In terms of brands that people love, Costco is definitely towards the top. From the cheap gas to the unbelievable deals on wine (Costco is the world’s biggest wine retailer) to the smorgasbord of free samples, Costco is a tribute to capitalism in every way. It’s the stuff that mid-60s Soviet leaders had nightmares about.
I’ve already covered the 6 Costco products that are better than name-brand, but that list doesn’t even mention what is perhaps Costco’s best product (because there’s not really a name-brand comparison). That product, my friends, is rotisserie chicken. You’ll find them at the back of the store, so you’ll have time to walk through all of the other aisles to buy more expensive things that you may not need. 400 AA batteries? Sure. A foam boogie board? Well, honey, we are going to the beach this summer…
When you get to the heated metal racks by the meat/deli/produce section, you’ll find the Costco Holy Grail: whole rotisserie birds for only $5. I asked my girlfriend how many of them she thought Costco sold a year and she guessed somewhere in the low millions. She was wayyyyy off.
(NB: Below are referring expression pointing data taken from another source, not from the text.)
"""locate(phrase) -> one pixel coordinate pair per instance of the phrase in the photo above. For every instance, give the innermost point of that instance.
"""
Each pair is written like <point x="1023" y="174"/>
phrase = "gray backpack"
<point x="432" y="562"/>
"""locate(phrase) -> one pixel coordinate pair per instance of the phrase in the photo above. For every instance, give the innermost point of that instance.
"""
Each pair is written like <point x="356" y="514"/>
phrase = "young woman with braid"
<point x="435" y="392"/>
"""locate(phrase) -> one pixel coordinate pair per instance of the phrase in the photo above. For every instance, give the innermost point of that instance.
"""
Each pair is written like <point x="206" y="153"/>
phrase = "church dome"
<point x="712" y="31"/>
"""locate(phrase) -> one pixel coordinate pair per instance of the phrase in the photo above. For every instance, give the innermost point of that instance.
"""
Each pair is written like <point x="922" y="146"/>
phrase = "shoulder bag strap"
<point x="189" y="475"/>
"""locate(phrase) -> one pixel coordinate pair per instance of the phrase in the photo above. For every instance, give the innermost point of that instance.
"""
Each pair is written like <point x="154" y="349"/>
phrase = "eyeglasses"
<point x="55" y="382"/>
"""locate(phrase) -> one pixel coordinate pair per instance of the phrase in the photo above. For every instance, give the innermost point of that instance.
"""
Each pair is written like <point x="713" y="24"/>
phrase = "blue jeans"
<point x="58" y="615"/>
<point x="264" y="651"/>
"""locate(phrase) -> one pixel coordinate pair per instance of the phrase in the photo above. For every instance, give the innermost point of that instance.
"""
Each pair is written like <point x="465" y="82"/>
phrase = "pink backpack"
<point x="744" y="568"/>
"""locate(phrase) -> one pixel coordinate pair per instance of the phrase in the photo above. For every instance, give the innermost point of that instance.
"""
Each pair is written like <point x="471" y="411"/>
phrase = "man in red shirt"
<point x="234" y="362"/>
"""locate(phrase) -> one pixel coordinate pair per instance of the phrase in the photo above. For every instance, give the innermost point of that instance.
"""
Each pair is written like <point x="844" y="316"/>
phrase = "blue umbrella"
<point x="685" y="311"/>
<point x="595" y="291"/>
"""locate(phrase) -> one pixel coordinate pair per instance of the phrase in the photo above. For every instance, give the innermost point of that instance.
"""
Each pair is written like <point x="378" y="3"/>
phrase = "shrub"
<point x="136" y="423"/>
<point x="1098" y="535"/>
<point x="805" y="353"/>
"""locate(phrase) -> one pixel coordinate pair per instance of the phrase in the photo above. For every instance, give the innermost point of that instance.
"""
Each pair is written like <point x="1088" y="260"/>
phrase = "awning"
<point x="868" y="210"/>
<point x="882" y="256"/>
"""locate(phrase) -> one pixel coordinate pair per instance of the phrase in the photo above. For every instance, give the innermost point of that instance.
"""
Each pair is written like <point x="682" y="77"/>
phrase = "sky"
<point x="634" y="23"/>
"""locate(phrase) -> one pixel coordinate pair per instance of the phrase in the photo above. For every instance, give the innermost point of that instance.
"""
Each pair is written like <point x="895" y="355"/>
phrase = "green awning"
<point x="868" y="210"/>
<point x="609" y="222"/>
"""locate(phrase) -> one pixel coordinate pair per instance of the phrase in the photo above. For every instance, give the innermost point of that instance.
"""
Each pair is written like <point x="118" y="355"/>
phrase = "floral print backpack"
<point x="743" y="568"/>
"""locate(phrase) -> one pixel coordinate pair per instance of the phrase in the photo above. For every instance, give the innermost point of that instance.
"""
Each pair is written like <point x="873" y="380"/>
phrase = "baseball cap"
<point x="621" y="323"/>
The real answer comes to us from a Seattle Times story about Costco’s most recent earnings call. An analyst from Barclays asked Costco CFO Richard Galanti about his philosophy on the chicken prices considering an outbreak of avian flu could dramatically drive up the prices for raw chicken. Galanti responded that Costco has always sold the chickens for $5 even when competitors were raising the prices and he thinks the company will keep on selling those cluckers for five bucks (pun intended), even though a modest $1 increase would give the company an incredible amount of extra income.
So how many $5 chickens does Costco really sell? According to the 2014 figures cited in the Seattle Times story, the warehouse retailer sold 76 MILLION CHICKENS last year. Mind = blown. If they had tacked on that extra dollar, that would have been $76,000,000 in gross revenue. Costco, though, isn’t interested in making chicken scratch. They’d rather keep those pollo prices low and get you in the door to buy those boogie boards instead.
76 million chickens for a Lincoln? That’s definitely something to crow about.